From Stata/R to Python — Understanding the Essence of Variables


What are Variables?

In all programming languages, variables are "containers" for storing data.

Comparative Understanding

ConceptStataRPython
Create variablegen age = 25age <- 25 or age = 25age = 25
Variable typeAuto-inferredAuto-inferredAuto-inferred
View variabledisplay ageprint(age)print(age)

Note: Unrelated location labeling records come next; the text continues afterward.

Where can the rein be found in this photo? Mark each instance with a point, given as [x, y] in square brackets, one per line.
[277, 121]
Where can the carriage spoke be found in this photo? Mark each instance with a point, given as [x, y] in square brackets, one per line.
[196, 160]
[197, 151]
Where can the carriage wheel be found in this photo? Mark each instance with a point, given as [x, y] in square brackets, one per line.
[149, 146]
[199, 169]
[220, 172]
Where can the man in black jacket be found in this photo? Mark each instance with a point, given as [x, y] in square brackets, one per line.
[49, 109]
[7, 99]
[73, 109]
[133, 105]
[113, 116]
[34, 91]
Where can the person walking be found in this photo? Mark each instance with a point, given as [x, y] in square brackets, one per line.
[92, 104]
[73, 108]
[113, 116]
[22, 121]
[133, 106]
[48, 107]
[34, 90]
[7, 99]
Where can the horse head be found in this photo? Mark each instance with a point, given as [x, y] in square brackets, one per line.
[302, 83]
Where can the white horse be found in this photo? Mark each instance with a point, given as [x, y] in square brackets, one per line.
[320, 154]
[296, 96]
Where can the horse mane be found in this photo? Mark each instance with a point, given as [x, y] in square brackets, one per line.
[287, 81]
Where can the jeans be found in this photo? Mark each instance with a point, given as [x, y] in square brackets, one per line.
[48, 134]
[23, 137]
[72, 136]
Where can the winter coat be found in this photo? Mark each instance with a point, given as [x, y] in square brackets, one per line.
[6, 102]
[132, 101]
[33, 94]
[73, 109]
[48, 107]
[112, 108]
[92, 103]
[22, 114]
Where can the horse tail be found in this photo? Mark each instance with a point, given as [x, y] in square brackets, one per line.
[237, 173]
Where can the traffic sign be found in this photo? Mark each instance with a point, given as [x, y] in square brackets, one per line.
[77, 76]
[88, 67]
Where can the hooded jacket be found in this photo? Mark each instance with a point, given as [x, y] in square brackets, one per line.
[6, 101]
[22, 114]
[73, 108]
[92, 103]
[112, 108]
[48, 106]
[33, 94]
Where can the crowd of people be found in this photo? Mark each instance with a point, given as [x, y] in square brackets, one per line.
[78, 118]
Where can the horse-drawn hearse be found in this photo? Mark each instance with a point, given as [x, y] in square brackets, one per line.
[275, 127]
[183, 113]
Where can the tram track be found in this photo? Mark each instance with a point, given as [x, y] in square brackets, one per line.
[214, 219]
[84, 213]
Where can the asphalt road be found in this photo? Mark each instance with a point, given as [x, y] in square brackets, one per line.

Basic Variable Usage in Python

1. Creating Variables (Assignment)

python
# Create variables
age = 25
name = "Alice"
income = 50000.5
is_student = True

# Print variables
print(age)        # Output: 25
print(name)       # Output: Alice
print(income)     # Output: 50000.5
print(is_student) # Output: True

Python Rules:

  • Variable names can contain letters, numbers, underscores
  • Variable names must start with a letter or underscore
  • Variable names cannot contain spaces or special characters (except underscores)
  • Variable names cannot be Python reserved words (like if, for, class)

Good Variable Names:

python
student_age = 25
avg_income = 50000
is_employed = True
gdp_growth_rate = 0.03

Bad Variable Names:

python
a = 25              # Too short, unclear meaning
StudentAge = 25     # Python convention uses lowercase + underscores
student age = 25    # Syntax error: contains space
2020_data = 100     # Syntax error: starts with number

2. Variable Reassignment

python
# Initial value
income = 50000
print(income)  # 50000

# Modify value
income = 60000
print(income)  # 60000

# Modify based on old value
income = income + 5000
print(income)  # 65000

# Shorthand syntax
income += 5000  # Equivalent to income = income + 5000
print(income)  # 70000

Stata Comparison:

stata
* Stata
gen income = 50000
replace income = 60000
replace income = income + 5000

Basic Python Data Types

1. Numeric Types

(1) Integers (int)

python
age = 25
population = 1400000000
year = 2024

print(type(age))  # <class 'int'>

(2) Floats (float)

python
gpa = 3.85
income = 50000.5
interest_rate = 0.05

print(type(gpa))  # <class 'float'>

(3) Numeric Operations

python
# Basic operations
x = 10
y = 3

print(x + y)   # 13  (addition)
print(x - y)   # 7   (subtraction)
print(x * y)   # 30  (multiplication)
print(x / y)   # 3.333... (division, result is float)
print(x // y)  # 3   (floor division)
print(x % y)   # 1   (modulus)
print(x ** y)  # 1000 (exponentiation)

Stata/R Comparison:

stata
* Stata
gen x = 10
gen y = 3
gen sum = x + y
gen division = x / y
gen power = x^y
r
# R
x <- 10
y <- 3
sum <- x + y
division <- x / y
power <- x^y

2. Strings (String)

python
# Create strings (single or double quotes work)
name = "Alice"
major = 'Economics'
country = "China"

# String concatenation
full_name = "Alice" + " " + "Smith"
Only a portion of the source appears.